Modify script to remove dupes with two delimiters

gimley · January 24, 2017, 12:07am

Hello,
I have a script which removes duplicates in a database with a single delimiter

The script is given below:

# script to remove dupes from a row with structure word=word
BEGIN{FS="="}
{for(i=1;i<=NF;i++){a[$i]++;}for(i in a){b=b"="i}{sub("=","",b);$0=b;b="";delete a}}1

How do I modify the script to remove duplicates in a database with two

A small pseudo-sample is given below.

=m=Prefix signifying negation.
=m=Prefix signifying negation.
=ind=Interjection expressing disapprobation.
=int=An interjection expressing contempt,unconcern,disbelief.
=m=A figure;a mark.The thigh.An act of a play.
=n=Arithmetic.
=ind=Interjection expressing disapprobation.
=int=An interjection expressing contempt,unconcern,disbelief.
=m=A figure;a mark.The thigh.An act of a play.
=n=Arithmetic.

I tried to modify the delimiter part in the script using

{FS="=""*'"="}

But it resulted in a totally garbled output
Since the file is very large, normal editors do not remove the dupes and hence the request

Don_Cragun · January 24, 2017, 1:37am

Your description isn't clear enough to understand what you're trying to do.

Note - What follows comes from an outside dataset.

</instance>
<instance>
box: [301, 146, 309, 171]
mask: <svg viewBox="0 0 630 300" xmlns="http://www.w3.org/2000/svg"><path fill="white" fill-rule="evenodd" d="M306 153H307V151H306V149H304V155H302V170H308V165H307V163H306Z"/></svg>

I don't see any lines in your input that have a duplicated field (with = as the field separator). So there doesn't seem to be anything that needs to be done to remove duplicated fields in a line.

There is nothing in your code that makes any attempt to compare lines. If you were trying to remove duplicated lines the = would have no relevance; just using:

sort -u file

would do that (assuming that your database is in a text file named file).

You haven't shown us what output you hope to produce from your sample "text" and you haven't told us what form it takes. (Is you sample stored in a text file, in an Oracle database file, in some other type of database, or something else???)

What output are you hoping to produce from your pseudo-sample?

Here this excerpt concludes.